Hero is undeniably an entertaining film. Its visual elements are absolutely captivating and the plot will keep viewers on their toes. I would recommend watching this film for the quality of entertainment, but not for the content of its overall message. I believe it is certainly possible to enjoy Hero, but, as with any film, it is also important to maintain a critical eye towards the underlying themes.

Review of Spring in a Small Town

The love triangle explored in Fei Mu’s Spring in a Small Town takes on a new depth when set against China’s post-war backdrop of 1948. The film is narrated by Yuwen (Wei Wei), a young woman stuck in an depressing marriage to her sick husband, Liyan (Shi Yu). The two characters feel weighed down by Liyan’s illness and despair, the latter caused by the destruction of his home during the war. The arrival of Zhang (Li Wei), an old friend of Liyan and former romantic interest of Yuwen, shakes the household to its core. Over the course of the film Yuwen and Zhang are drawn to each other more and more, struggling to leave the past behind when the present is so dim.

Spring in a Small Town takes place after the war with Japan and the Chinese Civil War in 1945. Film production slowed drastically during the Japanese Occupation, and Spring was created when film production resumed. Spring in a Small Town was the last film directed by Fei Mu before he was forced to flee to Hong Kong to avoid persecution during the Communist Revolution. After his arrival in Hong Kong in 1949, Fei did not make any more films before his death in 1951. Spring is considered to be Fei’s greatest accomplishment, although he and his works fell into obscurity until the 1980s following the Cultural Revolution.

The theme of war and loss weighs heavily on the characters of Spring in a Small Town.  Amidst the crumbling rubble of their home, Yuwen and Liyan struggle to move into the future. Meanwhile Liyan’s alarmingly cheerful teenaged sister (simply referred to as “Meimei”, the word for “younger sister” in Chinese) represents China’s bright future. Zhang’s character is also rooted in the future. He wears western-styled clothing and works as a modern-day doctor, starkly contrasting Liyan and Yuwen’s traditional clothing and style of living.

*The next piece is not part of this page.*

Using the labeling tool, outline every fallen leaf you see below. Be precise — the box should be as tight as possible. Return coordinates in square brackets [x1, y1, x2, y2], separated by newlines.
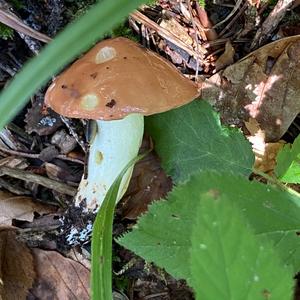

Zhang’s arrival to the household adds a vitality sorely missing from the family (despite Meimei’s constant cheer). He serves a different purpose for every character, but provides a positive influence across the board. He is able to match Meimei’s excitement and playfulness, while inspiring hope in both Yuwen and Liyan. None of the characters want Zhang to leave, but his past relationship with Yuwen complicates the family relationships the longer he stays.

Zhang (Li Wei) and Luwen (Wei Wei) in Spring in a Small Town

The film is understated and demure, much like its heroine Yuwen. However, at times I thought the acting was trying to overcompensate for the film’s subtle nature. Yuwen’s character tends toward the dramatic, while Meimei’s intense cheerfulness is grating. Liyan, too, is guilty of dramatic antics, however he remains largely solemn throughout the film. Aside from Yuwen’s narration, the film features little dialogue, sometimes causing the pace to slow to a crawl. Many of the film’s most anticipated moments never come to pass, perhaps disappointing only American audiences not accustomed to loose ends.